Seafood Industry Veteran Collier Joins BBRSDA

Image: Bristol Bay Regional Seafood Development Association.
Image: Bristol Bay Regional Seafood Development Association.

Seafood industry executive Barry Collier has joined the Bristol Bay Regional Seafood Development Association (BBRSDA), to advise on industry and global market initiatives, including a pathway to gain back global markets during challenging economic times.

The association announced the news in a Dec. 14 statement.

“The BBRSDA has had incredible success that much of the industry and even fishermen are not aware of,” said Collier, who most recently served as president and CEO of Peter Pan Seafoods, Inc.

“I look forward to not only bringing the established programs of the BBRSDA to light throughout the fleet and industry, but also helping gain back global markets in a time when it is needed the most,” he stated.

BBRSDA President Fritz Johnson said the organization’s board is confident that the addition of Collier’s experience and the current BBRSDA staff will keep the organization on track to achieve its mission and continue to elevate its brand and programs.

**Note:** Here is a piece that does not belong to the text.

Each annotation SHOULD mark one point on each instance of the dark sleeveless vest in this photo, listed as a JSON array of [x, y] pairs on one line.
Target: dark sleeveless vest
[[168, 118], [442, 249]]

Shifting global market conditions have led the BBRSDA to refocus through storytelling about the quality, sustainability and accessibility of Bristol Bay sockeye salmon.

BBRSDA marketing director Liliani Dunn said the entity’s partnerships and sales velocity created from a busy year of retail promotions have paved the way for the Bristol Bay Sockeye Salmon brand message to resonate across retail, foodservice and consumer channels heading into the new year.

“While there are clear challenges that are out of our control, it is important that we stay focused on what differentiates Bristol Bay sockeye from other options through marketing, quality and collaboration with the many stakeholders of our fishery,” Dunn said.

Along with marketing, the BBRSDA focuses on quality, sustainability and member outreach, with a mandate to raise the value of Bristol Bay’s commercial salmon fishery for the benefit of its 1,800-plus drift gillnet permit holders.

These efforts have included funding refrigerated seawater systems and ice barges, fighting large scale mining projects, funding the Port Moller test fishery, contributing funding for the Pedro Bay Conservation easement and more.